For aquaculture species, transcriptome analysis of pooled RNA samples from multiple individuals using Illumina sequencing technology is both technically efficient and cost-effective for generating expressed sequences. Such an approach is most effective when coupled to existing EST resources generated using traditional sequencing approaches because the reference ESTs facilitate effective assembly of the expressed short reads. When multiple individuals with different genetic backgrounds are used, RNA-Seq is very effective for the identification of SNPs. The SNPs identified in this report will provide a much needed resource for genetic studies in catfish and will contribute to the development of a high-density SNP array. Validation and testing of these SNPs using SNP arrays will form the material basis for genome association studies and whole genome-based selection in catfish.

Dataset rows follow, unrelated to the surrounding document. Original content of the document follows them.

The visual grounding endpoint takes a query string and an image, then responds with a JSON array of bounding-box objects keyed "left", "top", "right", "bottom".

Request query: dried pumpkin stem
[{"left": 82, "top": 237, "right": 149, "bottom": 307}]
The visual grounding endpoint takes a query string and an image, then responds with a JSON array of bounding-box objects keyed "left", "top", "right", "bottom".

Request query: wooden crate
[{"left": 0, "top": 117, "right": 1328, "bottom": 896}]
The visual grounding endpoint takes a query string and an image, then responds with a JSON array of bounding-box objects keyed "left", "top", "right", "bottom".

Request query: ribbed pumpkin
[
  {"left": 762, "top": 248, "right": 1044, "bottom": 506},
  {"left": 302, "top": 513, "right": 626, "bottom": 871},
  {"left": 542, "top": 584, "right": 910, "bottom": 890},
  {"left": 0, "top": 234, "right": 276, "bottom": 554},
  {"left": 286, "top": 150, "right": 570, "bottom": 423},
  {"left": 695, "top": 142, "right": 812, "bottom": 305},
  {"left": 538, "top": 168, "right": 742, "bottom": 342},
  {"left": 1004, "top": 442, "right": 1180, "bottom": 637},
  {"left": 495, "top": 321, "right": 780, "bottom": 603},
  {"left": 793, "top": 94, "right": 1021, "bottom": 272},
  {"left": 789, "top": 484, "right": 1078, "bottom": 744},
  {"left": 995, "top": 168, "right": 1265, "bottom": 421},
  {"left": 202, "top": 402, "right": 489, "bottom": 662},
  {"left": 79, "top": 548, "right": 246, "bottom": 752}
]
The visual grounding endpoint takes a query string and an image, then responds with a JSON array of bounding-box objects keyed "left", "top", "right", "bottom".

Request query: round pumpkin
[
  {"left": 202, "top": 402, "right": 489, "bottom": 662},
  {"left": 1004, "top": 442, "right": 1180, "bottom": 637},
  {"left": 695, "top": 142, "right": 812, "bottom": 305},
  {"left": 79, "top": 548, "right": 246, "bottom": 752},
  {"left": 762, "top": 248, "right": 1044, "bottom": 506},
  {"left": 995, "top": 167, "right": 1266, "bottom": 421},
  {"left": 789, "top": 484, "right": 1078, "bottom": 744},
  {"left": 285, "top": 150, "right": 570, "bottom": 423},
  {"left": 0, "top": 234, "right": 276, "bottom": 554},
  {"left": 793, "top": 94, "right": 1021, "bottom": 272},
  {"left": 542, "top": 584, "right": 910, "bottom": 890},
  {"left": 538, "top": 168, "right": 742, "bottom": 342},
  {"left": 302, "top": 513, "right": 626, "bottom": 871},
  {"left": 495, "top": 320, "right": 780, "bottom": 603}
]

单核苷酸多态性(SNP)已成为全基因组关联研究的首选标记。为了为性能和生产性状分析提供最佳的基因组覆盖范围,需要大量相对均匀分布的 SNP。与基因相关的 SNP 可能满足这些大量和全基因组分布的要求。此外,与基因相关的 SNP 本身可能是性状的因果 SNP。本项目的目的是使用高通量下一代测序技术鉴定大量与基因相关的 SNP。
使用 Illumina 下一代测序技术对斑点叉尾鮰和蓝蟹进行了转录组测序。通过对来自不同遗传背景的多个个体的多种组织的基因转录本进行测序,分别获得了约 2.2 亿条读数(15.6Gb)用于斑点叉尾鮰和 2.8 亿条读数(19.6Gb)用于蓝蟹。总共生成了超过 350 亿个表达短读序列碱基对。从斑点叉尾鮰中鉴定出超过 200 万个假定 SNP,从蓝蟹中鉴定出近 250 万个假定 SNP。在这些假定 SNP 中,鉴定出了一组过滤 SNP,其中包括 342,104 个斑点叉尾鮰种内 SNP、366,269 个蓝蟹种内 SNP 和 420,727 个斑点叉尾鮰和蓝蟹种间 SNP。这些过滤 SNP 分布在斑点叉尾鮰的 16,562 个独特基因和蓝蟹的 17,423 个独特基因中。
对于水产养殖物种,使用 Illumina 测序技术对来自多个个体的混合 RNA 样本进行转录组分析,在技术上是高效且具有成本效益的,可用于生成表达序列。当与使用传统测序方法生成的现有 EST 资源结合使用时,这种方法最为有效,因为参考 EST 有助于有效组装表达的短读。当使用具有不同遗传背景的多个个体时,RNA-Seq 非常有效地鉴定 SNP。本报告中鉴定的 SNP 将为斑点叉尾鮰的遗传研究提供急需的资源,并有助于开发高密度 SNP 芯片。使用 SNP 芯片对这些 SNP 进行验证和测试将为斑点叉尾鮰的基因组关联研究和全基因组选择提供物质基础。